Lying just below the spring line where the London Clay overlaps the chalk of the North Downs, the commons are a semi-wild haven for people and wildlife. The oak woodland of the higher ground is full of sunny glades and areas of hazel coppice, there are ponds and marsh areas and open grassland along a flood plain that is the bed of a much larger river that once flowed from the chalk to the Thames – a varied landscape that provides pleasantly changing scenery.
The grassland of the plains is classified as “species-rich unimproved ancient pasture”, a reference to it being full of wild flowers and herbs, never ploughed-up and re-seeded (or even fertilised) and has been grazed since the middle ages… This sort of grassland is now very rare and supports a great many insects, which in turn attract a wonderful range of bird life. This area is carefully managed with seasonal cattle grazing and a careful rotation of scrub clearance, retaining some of the dense thorn bushes as valuable nesting sites for warblers and finches, thrushes and wrens. Over on Banks Common there are farmland birds such as skylarks and yellowhammers, with the occasional sighting of a barn owl.
The ponds provide a valuable refuge for all three species of newt (smooth, palmate and great crested) and wonderful dragonflies. This area is also full of insects that attract noctule, Brandt’s, whiskered and Daubenton’s bats. Visit the bird hide at Upper Eastern Pond to spot the herons, a roe deer or (from August until spring) the elusive kingfisher.

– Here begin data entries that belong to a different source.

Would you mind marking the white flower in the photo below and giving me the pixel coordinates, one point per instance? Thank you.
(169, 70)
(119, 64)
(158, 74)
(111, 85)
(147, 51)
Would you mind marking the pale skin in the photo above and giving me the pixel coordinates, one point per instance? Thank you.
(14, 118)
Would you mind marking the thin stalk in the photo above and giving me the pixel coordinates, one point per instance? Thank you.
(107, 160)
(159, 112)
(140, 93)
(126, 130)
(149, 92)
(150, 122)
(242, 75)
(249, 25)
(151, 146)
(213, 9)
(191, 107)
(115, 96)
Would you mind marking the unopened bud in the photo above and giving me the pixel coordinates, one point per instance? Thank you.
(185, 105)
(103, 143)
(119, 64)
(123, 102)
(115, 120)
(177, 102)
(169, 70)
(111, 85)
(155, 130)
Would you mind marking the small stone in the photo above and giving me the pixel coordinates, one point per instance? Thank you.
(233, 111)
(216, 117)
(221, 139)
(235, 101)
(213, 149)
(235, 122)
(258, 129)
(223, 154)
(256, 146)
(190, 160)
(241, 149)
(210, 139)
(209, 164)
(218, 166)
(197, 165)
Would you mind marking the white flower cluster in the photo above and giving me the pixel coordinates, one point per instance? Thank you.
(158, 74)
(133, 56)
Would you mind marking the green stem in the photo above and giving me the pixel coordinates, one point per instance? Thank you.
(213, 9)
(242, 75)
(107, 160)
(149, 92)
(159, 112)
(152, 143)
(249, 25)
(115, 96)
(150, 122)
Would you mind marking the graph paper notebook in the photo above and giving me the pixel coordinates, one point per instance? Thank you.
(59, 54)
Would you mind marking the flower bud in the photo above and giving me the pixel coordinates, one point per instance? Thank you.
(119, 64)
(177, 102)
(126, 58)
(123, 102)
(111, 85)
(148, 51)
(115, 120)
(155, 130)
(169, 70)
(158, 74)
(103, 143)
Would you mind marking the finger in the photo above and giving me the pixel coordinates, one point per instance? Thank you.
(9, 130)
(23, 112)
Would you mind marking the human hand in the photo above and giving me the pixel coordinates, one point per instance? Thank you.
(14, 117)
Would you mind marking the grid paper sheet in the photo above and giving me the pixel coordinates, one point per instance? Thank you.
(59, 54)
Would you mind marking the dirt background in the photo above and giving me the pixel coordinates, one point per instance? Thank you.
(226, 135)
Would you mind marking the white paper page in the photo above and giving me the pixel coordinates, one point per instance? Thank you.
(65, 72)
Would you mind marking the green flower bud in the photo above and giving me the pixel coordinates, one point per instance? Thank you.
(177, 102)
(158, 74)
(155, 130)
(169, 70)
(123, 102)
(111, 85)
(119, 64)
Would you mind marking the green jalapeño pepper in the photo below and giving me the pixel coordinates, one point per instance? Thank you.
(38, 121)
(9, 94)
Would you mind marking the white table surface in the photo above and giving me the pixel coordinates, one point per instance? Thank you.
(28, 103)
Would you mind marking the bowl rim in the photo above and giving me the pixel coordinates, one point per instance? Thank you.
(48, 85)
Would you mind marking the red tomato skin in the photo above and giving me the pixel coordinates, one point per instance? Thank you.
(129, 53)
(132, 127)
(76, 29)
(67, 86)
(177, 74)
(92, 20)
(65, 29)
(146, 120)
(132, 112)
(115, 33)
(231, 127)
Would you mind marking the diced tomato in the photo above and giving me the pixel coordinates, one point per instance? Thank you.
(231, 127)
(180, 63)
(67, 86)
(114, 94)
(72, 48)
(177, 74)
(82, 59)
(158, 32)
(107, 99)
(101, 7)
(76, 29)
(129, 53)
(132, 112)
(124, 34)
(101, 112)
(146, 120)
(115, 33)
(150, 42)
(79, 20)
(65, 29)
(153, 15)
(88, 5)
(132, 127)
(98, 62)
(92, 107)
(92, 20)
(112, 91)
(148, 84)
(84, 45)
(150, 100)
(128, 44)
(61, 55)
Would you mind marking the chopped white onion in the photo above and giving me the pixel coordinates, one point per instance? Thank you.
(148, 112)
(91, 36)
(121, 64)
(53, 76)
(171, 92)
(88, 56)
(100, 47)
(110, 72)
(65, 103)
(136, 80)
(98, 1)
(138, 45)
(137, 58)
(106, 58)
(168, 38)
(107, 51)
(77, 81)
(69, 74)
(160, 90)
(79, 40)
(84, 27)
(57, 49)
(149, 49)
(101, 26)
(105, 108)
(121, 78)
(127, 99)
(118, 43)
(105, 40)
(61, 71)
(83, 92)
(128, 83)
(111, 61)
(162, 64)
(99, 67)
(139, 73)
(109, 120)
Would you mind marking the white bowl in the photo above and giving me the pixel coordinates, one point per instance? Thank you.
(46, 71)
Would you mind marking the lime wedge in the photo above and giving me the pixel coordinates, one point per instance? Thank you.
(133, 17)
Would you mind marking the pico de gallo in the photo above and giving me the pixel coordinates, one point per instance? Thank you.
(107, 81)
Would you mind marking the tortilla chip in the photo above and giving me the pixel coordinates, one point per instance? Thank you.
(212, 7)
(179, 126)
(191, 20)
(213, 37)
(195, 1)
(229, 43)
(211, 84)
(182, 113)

The oak woods are cool and shady in the summer… and very busy with foraging caterpillars in the spring. Look out for the beautiful woodland butterflies such as the purple hairstreak, white admiral, silver-washed fritillary or (if you’re very lucky) the magnificent purple emperor in June and July.
Come down to the commons and step back in time, enjoy the scenery and take-in the sights and sounds of nature.
For more information, check out this link: https://www.nationaltrust.org.uk/bookham-commons
The commons are home to badgers, foxes, roe deer, stoats, weasels, dormouse, buzzards, red kite, ravens, all three woodpecker species, whitethroats, stonechats, skylarks, snipe, woodcock, a large heronry (near the Isle of Wight Pond), sparrowhawks, kestrels, lots of tawny owls, at least 12 species of bat, dragonflies and damselflies, bluebells, primroses, southern marsh orchids, 1154 species of diptera (two-winged flies) and 1550 species of beetle!
The commons are a remnant of the wildwood that once covered most of the British Isles and, as with all of our countryside, has been affected by the activities of our distant ancestors. Many of the large wild animals that roamed the forests were hunted to extinction by these hunter-gatherers, who took over their role with clearing for primitive agriculture and by grazing domesticated animals.
The first historic record of the commons appear in the Domesday Book, with a reference to “le northwood”. The Saxon village of Bocheham made use of the local timber for fuel and building materials which, along with the grazing of livestock, led to the clearing of the lower grassland by the time of the middle ages. Another early mention appears rather quaintly in a will from the 14th Century, where they left “20 shillings towards ye causy (a causeway) across the common, there as most new is”. Large tracts of the land around Great and Little Bookham were owned by Chertsey Abbey and it is probably the monks who made a pond on the commons (shown on Thomas Clay’s map of 1615 as “A fish pond”) so that they could have fish on Fridays, though by the time of this map Henry VIII had long since taken the lands of the Abbey and given them to the Howard family – the Earls of Effingham.
When the parkland around Eastwick House was sold to a developer in 1922, they also held the deeds to Great Bookham Common, which led to suitably outraged locals raising the funds to buy it back and present it to the National Trust in 1923. The “Lord of the Manor” of Little Bookham (the splendidly-named Mr H.H. Willock-Pollen) presented Little Bookham Common to the Trust in 1924, with Mr R. Calburn gifting Banks Common in 1925.
There are strange, triangular ponds on Eastern Plain… these are gun emplacements from World War II, where anti-aircraft guns were manned by the Royal Artillery, defending London and the factory making aircraft engines opposite the railway station. As with most of the commons and heaths of southern England at this time, it had many Canadian troops camped out and preparing for D-Day. There are small, circular ponds that make an ideal home for newts, provided by bombs dropped by the opposing Air Force.
Since then the commons became rapidly overgrown with scrub and young trees, when the livestock grazing ceased in 1949, followed by the rabbits disappearing after myxomatosis in the 1950’s. This trend has been gradually reversed.